The new service - appearing to the right of regular search results - will present users with detailed information about more than 500m people, places and other "real world" items in response to a search query, rather than passing them on to another website to find an answer.
According to Google, billions of links between those pieces of data will make it possible to conduct online research by following trails of information, turning the service into what amounts to a giant database of connected facts.
Coming two days before Facebook's closely watched IPO, the move also marks an attempt by Google to shine a spotlight on its key weapon in the online wars.
It has coined the name "Knowledge Graph" for the latest addition to its search engine, in contrast to the "social graph" of personal connections that Facebook frequently boasts of as the main underpinning of its own service.

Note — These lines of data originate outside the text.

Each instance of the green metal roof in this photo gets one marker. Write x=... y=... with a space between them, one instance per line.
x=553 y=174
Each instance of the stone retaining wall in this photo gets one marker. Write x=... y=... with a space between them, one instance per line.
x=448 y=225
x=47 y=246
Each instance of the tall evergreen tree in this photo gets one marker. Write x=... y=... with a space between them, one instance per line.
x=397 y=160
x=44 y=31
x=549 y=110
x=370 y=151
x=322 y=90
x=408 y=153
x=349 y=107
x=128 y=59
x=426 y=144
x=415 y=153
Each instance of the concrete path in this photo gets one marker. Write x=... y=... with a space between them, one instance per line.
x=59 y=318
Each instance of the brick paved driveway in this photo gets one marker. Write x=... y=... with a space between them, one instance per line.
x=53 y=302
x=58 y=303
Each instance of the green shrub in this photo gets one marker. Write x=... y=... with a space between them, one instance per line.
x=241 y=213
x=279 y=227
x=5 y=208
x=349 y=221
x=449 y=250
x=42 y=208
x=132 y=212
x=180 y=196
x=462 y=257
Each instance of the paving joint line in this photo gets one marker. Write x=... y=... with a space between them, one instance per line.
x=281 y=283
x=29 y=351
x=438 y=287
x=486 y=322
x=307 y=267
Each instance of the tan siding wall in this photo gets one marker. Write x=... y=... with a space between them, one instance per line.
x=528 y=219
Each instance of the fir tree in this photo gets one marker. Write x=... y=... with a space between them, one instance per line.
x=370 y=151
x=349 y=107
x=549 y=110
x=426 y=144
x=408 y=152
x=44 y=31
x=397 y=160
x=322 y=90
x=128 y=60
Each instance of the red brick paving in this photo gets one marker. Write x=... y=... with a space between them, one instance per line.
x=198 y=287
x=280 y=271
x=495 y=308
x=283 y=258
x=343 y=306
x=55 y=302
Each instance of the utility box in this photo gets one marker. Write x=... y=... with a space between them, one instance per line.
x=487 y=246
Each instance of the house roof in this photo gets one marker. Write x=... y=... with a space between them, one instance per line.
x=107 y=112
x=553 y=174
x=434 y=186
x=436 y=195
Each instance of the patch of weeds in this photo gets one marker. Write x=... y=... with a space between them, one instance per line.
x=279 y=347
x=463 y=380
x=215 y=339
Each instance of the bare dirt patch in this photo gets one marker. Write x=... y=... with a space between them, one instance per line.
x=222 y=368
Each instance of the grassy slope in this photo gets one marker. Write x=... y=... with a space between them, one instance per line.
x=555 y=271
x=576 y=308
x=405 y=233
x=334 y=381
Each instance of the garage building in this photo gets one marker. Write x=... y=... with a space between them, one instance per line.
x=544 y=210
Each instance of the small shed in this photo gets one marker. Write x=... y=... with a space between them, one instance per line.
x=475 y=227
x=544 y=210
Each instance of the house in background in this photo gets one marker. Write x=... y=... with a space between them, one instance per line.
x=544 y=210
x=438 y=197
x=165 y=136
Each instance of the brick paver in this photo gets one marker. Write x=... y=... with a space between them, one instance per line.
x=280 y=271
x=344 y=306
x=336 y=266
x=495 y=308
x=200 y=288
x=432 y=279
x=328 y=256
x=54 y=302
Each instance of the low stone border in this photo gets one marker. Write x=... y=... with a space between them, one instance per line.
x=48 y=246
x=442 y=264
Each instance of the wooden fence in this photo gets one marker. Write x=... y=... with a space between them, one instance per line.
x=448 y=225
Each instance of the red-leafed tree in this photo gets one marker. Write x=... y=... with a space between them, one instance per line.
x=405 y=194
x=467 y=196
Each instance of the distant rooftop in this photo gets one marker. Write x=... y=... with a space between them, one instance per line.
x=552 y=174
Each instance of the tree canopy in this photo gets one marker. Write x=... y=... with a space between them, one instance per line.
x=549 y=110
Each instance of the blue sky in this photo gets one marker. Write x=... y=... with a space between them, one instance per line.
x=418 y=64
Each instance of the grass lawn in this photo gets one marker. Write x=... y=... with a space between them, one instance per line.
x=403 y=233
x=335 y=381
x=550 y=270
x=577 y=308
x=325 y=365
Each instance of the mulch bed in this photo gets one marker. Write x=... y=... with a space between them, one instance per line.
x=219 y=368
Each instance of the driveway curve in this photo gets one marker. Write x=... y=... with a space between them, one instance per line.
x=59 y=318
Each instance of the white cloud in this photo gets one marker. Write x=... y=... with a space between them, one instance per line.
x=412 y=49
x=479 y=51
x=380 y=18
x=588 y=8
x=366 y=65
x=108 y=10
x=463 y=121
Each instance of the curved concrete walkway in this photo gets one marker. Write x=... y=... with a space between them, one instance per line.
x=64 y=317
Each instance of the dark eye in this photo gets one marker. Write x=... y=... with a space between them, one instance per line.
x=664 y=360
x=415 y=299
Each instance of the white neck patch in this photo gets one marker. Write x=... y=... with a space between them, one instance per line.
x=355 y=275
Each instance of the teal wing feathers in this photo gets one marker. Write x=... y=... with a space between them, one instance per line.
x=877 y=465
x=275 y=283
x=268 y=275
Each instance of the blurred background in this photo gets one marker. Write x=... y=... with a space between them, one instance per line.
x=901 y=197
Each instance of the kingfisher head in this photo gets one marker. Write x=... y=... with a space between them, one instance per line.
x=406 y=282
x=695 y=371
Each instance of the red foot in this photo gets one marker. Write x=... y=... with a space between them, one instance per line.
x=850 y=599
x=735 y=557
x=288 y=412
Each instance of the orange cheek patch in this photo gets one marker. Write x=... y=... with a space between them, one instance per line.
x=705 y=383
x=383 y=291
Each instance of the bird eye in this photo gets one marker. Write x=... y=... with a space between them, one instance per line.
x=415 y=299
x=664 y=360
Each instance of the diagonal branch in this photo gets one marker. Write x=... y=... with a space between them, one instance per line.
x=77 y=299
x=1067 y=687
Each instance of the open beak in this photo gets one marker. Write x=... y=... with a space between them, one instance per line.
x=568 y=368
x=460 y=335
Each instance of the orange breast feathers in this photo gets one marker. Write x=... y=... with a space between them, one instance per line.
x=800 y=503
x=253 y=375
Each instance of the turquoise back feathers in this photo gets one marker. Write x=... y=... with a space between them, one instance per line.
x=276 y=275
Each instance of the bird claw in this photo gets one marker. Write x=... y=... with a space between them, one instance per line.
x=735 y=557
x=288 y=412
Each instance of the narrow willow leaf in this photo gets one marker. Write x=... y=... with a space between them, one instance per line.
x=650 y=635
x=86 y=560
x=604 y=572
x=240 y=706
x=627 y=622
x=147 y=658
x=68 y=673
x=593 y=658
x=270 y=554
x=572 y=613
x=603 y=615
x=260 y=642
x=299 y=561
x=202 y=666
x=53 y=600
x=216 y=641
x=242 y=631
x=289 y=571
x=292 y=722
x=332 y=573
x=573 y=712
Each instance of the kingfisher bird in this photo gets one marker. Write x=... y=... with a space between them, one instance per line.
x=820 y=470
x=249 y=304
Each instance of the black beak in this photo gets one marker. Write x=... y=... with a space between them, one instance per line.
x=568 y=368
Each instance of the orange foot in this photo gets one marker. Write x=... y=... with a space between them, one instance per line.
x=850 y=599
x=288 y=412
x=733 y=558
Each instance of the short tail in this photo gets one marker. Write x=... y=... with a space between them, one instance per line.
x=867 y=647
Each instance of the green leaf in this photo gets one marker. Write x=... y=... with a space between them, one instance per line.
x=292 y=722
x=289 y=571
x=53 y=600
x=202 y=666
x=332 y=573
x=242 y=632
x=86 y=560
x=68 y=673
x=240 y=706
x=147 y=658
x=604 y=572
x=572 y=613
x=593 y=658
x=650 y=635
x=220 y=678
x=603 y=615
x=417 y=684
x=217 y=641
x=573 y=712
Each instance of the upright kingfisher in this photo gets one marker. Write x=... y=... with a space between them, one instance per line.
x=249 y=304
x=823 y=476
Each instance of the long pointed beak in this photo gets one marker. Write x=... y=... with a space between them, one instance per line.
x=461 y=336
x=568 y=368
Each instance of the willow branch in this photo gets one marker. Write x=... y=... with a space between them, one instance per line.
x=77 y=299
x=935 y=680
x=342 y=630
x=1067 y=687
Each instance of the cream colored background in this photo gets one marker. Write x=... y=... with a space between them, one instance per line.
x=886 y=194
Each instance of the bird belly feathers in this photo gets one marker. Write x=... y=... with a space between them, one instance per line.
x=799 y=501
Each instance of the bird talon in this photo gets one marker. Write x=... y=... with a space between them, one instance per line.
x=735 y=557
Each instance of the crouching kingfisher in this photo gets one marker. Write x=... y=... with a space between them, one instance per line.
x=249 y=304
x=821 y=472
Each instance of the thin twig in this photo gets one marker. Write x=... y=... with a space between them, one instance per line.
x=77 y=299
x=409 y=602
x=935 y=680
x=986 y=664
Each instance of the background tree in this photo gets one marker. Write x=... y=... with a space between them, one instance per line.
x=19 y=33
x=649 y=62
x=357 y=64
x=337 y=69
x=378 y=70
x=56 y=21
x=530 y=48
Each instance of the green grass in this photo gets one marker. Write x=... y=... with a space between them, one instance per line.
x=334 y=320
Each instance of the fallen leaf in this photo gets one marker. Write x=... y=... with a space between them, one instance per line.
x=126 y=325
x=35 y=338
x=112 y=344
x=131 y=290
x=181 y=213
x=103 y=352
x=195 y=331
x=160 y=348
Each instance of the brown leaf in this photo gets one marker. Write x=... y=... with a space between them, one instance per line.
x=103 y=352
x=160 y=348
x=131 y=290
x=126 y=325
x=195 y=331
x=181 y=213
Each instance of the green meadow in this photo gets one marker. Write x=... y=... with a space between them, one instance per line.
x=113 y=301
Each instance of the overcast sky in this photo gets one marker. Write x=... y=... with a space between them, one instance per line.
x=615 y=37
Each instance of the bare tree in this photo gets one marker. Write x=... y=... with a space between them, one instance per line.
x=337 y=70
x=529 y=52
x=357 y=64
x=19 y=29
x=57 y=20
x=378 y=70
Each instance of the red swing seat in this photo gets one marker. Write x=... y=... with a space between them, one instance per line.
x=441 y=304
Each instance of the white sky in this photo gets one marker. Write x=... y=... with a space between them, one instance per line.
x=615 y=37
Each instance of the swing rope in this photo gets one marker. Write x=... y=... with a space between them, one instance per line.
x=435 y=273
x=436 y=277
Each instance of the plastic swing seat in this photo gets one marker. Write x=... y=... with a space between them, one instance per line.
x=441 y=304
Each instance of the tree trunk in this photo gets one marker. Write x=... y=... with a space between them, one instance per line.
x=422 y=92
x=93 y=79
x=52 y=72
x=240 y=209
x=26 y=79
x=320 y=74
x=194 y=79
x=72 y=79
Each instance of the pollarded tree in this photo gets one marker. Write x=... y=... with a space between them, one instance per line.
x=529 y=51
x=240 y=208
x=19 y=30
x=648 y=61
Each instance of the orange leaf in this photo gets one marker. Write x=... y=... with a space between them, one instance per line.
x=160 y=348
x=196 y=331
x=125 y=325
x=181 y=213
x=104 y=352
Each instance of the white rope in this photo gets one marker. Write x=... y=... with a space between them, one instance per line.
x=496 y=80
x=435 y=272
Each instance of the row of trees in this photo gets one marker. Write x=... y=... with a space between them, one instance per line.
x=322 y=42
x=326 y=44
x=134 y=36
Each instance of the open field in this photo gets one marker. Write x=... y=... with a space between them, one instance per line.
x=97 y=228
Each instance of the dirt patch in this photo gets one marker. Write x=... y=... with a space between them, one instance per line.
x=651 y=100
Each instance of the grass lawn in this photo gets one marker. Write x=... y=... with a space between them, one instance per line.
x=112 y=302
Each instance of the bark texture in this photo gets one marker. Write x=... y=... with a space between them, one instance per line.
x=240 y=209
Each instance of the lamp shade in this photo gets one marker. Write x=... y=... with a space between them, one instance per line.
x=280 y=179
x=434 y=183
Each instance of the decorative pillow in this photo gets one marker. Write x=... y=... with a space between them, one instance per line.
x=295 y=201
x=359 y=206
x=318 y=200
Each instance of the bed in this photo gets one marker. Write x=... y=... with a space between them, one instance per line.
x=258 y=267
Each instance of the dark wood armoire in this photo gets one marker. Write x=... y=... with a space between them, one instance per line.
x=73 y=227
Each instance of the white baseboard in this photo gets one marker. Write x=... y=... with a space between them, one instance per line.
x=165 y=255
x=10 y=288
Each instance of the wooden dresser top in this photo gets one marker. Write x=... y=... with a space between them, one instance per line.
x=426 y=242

A new panel will contain snapshots of information drawn from online sources such as Wikipedia, as well as Google's own databases of items such as products and books.
References to related material will also be included, for instance linking a biography of Leonardo da Vinci to his paintings or to peers such as Michelangelo.
The change to the interface will appear in more searches than were affected by the 2007 introduction of Universal Search, said Ben Gomes, one of Google's lead engineers in search.
Universal Search was designed to make it easier to pick through search results by grouping answers to a query into a number of different categories such as images, videos and products.
However, critics have attacked it for channelling internet users to Google's in-house services, such as those for maps and shopping, and claim it unfairly robs other sites of visitors. The complaints are among those under review by regulators in Washington and Brussels.
The criticisms are set to escalate with Knowledge Graph, which Google plans to roll out in "the next few days", although it characterised the changes as a way to make the web more useful rather than replace it with a private database.
"It's just a scaffold that helps you traverse the web," said Mr Gomes. "We want to help you to get to answers as soon as possible."
The huge graph of information is a private approximation of the so-called "semantic web" that Sir Tim Berners-Lee, inventor of the world wide web, has long promoted. By linking pieces of data directly, rather than just the pages on which information appears, it would represent a step beyond today's web.
Future advances should make it possible to draw together different types of information and pose increasingly complex queries to the knowledge graph, Mr Gomes said. One example offered by Google was: "Where can I attend a Lady Gaga concert in warm outdoor weather?"